The story kicks off with writer Liz Gilbert (Roberts) ditching her husband seemingly on the basis of one conversation in her car in which he outlined his career aspirations to her. It probably made more sense in the novel, but on the screen it appears nonsensical and instantly distances us from the character. Consequently, watching her roam around Italy on holiday eating pasta, staring at architecture and ordering cappuccino in a café is far from ideal - especially as all of these laborious sequences take aeons to unfold and are accompanied by a narration that is cloying in tone.
Eventually, amid various flashbacks of her husband and musings about her toyboy lover, Liz finds spiritual redemption in India – as does Eat Pray Love. For in the most powerful segment of the movie, Liz meets ‘Richard from Texas’ (Jenkins), a mysterious American man who mocks her arrival at the ashram and devotes his life to meditation. The circumstances that led to his curious predicament are later revealed in one outstanding monologue delivered by Jenkins, who is utterly mesmerising. It's a huge shame the movie didn't focus more on his character.
Liz then ends up in Bali, where she began her post-divorce trek and falls for the charms of Javier Bardem's divorcee.

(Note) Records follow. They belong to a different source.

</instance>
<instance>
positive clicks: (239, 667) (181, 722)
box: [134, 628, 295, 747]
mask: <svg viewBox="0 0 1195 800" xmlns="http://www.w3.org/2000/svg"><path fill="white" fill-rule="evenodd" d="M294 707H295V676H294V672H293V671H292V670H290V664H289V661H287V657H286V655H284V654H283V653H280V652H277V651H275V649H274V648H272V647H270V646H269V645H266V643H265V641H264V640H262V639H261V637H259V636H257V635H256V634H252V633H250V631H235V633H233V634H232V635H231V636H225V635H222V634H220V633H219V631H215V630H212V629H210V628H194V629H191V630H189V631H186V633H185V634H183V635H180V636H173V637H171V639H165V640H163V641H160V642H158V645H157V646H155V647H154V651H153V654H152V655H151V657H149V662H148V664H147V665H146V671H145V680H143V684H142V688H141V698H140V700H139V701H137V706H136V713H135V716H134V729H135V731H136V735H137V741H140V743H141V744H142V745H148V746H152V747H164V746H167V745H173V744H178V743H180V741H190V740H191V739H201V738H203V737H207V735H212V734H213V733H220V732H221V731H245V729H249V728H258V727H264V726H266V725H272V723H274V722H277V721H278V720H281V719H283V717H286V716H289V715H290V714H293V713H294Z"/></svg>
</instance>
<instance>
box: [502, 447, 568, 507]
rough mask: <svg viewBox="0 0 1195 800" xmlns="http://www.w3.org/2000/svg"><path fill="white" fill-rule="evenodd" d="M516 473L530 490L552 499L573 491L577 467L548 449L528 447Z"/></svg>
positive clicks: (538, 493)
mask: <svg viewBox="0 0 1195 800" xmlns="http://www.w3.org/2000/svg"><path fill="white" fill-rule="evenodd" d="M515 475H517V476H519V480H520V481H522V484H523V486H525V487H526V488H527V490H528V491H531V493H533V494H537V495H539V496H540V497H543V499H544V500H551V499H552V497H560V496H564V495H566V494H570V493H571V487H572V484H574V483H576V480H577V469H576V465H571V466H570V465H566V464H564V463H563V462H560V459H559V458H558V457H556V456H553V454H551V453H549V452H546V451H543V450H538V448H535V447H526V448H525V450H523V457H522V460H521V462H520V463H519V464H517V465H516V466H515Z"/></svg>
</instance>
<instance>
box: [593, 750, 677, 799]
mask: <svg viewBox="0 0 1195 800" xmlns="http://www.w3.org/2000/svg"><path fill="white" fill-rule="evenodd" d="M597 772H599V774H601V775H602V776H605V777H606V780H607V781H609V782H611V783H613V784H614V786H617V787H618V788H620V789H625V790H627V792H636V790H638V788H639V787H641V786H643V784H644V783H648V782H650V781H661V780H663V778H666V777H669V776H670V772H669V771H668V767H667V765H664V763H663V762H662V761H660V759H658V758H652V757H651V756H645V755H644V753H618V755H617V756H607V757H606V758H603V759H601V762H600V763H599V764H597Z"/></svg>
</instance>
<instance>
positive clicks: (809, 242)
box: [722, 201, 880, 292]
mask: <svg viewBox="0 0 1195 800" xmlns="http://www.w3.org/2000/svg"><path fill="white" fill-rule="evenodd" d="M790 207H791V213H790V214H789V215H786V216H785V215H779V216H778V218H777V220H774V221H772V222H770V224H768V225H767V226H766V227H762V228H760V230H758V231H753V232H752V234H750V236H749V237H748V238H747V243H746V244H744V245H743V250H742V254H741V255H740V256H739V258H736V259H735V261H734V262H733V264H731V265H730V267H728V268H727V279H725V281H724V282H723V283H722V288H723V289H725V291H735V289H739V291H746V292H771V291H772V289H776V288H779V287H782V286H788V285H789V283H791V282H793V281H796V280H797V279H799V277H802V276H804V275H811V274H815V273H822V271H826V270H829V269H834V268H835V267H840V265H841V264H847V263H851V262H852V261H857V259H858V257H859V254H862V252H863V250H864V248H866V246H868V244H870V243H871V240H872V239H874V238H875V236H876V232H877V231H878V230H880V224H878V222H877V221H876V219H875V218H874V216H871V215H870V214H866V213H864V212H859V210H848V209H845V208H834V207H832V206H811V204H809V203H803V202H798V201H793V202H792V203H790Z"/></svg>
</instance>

The pair do have a reasonable amount of spark together, and director Ryan Murphy showcases the island's beauty well without ever relegating the actors to second fiddle. Yet there's no desire for us to crave a happy ending for Liz, although later events do slightly lessen any antagonism towards her that was built up by the mechanics of the screenplay.
Julia Roberts still possesses the luminous star quality in the lead role, but the script relegates her character to an unsympathetic and selfish entity with poorly explained motivations for her actions. That's not ideal given that she is ever-present throughout the 133 minutes, akin to sitting next to some boring duffer on a flight who won't stop rambling on – compelling you to eye up the emergency exit doors and weigh up a tussle with gravity at 30,000 feet.